Biorefinery approach for production of biofuels from energycane and sweet sorghum

Daira Aragon, Attaway, Denise, Ensley, Carlen  |  3/7/2014 9:48:53 PM

Daira Aragon Mena

Figure 1a. Sugars Model for extraction plant. (Click on image to enlarge)

Figure 1b. Sugars Model for co-generation plant. (Click on image to enlarge)

The need for decreasing greenhouse gas emissions, the desire for energy independence and the exhaustion of fossil resources have encouraged worldwide interest in fuels and chemicals obtained from renewable sources. In the United States, for example, 36 billion gallons per year of renewable fuels are to be produced by 2022. Of this 36 billion gallons, 16 billion gallons must originate from cellulosic material.

Biomass is currently the only renewable source for production of liquid substitutes of petroleum-based fuels for transportation. However, first experiences with biomass conversion to liquid fuels have not resulted in cost-effective solutions. Alternative products, such as biobased chemicals and power generation, must be considered to make the integrated biorefinery concept more viable. Regional scenarios that take advantage of specific growth areas, types of feedstock and available infrastructure must be considered. Energycane (hybrid of commercial sugarcane, Saccharum officinarum, and wild sugar canes) and sweet sorghum (Sorghum bicolor L. Moench) are potential crops for conversion into fuels and chemicals because of their low agricultural input requirements, potentially high fiber content and processing similarities with established sugarcane crops.

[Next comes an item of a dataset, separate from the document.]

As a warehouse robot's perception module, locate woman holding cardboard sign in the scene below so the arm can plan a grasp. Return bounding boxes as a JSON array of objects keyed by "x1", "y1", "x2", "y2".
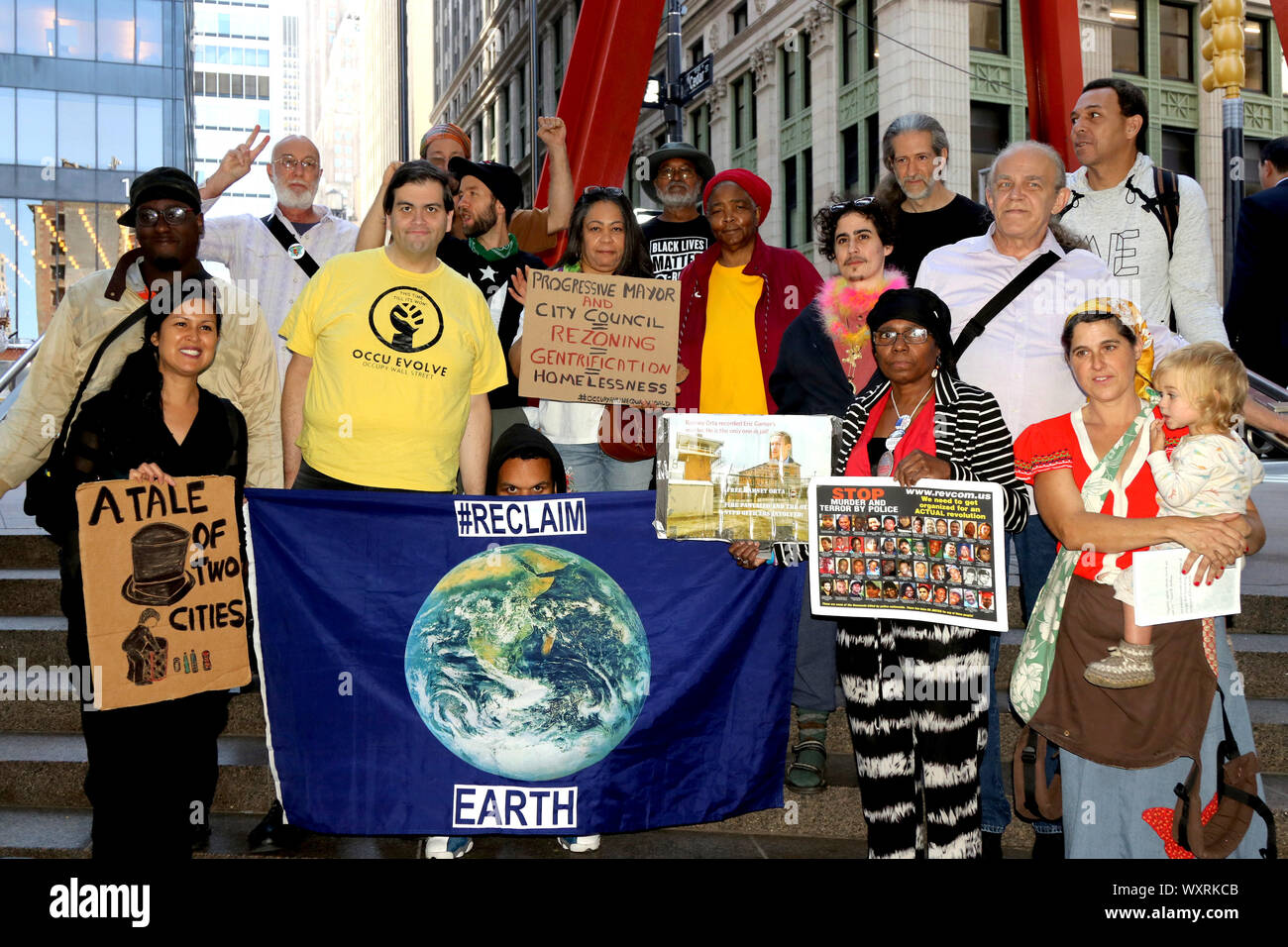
[
  {"x1": 510, "y1": 187, "x2": 653, "y2": 493},
  {"x1": 52, "y1": 283, "x2": 246, "y2": 858}
]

A conceptual approach to a biorefinery producing fuels and chemicals from these crops is being developed. The front end of the facility processes 10,000 tons per day of feedstock to extract convertible sugars and concentrate them into storable syrups. The latter can be processed into gasoline, jet fuel and isoprene using proprietary technologies. The fiber remaining after extraction, called bagasse, is used in boilers of the front-end plant for steam and power generation and, possibly, to produce additional second-generation sugars by pretreatment and hydrolysis in the lignocellulosic conversion plant. The front-end plant and the lignocellulosic conversion plant were modeled using Sugars software (Figures 1a and 1b).

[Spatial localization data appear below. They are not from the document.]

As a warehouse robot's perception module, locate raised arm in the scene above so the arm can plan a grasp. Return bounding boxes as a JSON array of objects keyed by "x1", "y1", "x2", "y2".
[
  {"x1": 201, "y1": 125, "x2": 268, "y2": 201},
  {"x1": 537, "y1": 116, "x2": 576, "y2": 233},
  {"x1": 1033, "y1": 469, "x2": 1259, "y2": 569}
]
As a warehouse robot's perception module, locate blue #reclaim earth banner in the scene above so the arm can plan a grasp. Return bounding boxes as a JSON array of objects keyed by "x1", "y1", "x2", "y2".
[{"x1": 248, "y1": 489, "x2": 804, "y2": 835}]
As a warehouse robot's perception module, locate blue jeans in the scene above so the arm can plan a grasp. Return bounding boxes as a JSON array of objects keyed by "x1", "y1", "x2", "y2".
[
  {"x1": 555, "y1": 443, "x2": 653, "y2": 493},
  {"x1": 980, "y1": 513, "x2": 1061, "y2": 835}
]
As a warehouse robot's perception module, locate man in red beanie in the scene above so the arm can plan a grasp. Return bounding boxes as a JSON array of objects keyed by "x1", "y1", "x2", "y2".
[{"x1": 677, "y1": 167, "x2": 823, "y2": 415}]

Seven energycane varieties (Ho 01-007, Ho 02-147, Ho 02-113, Ho 02-144, HoCP 72-114, Ho 06-9001 and Ho 06-9002) were evaluated for the generation of biofuels, chemicals and power. Compositional data obtained at the Audubon Sugar Institute was used in the model to determine the potential amount of electricity for export and the amount of sugars that can be produced from each variety. The energycane varieties Ho 01-007 and Ho 02-113 are most promising for sugar production, with 157 kg and 155 kg of fermentable sugars per ton of cane, corresponding to 91 and 90 liters of ethanol per ton of cane. Varieties Ho 06-9001 and Ho 06-9002 are most promising for power generation, producing 286 and 278 kilowatt-hours per ton of cane.

Sweet sorghum (Durasweet, 120-day hybrid) can produce up to 133 kg of total fermentable sugar per ton. Power generation up to 208 kilowatt-hours per ton is possible.

These results show that sweet sorghum and energycane may complement Louisiana sugar mills so they could supply biorefineries with sugar syrups, biomass and/or power for an extended season.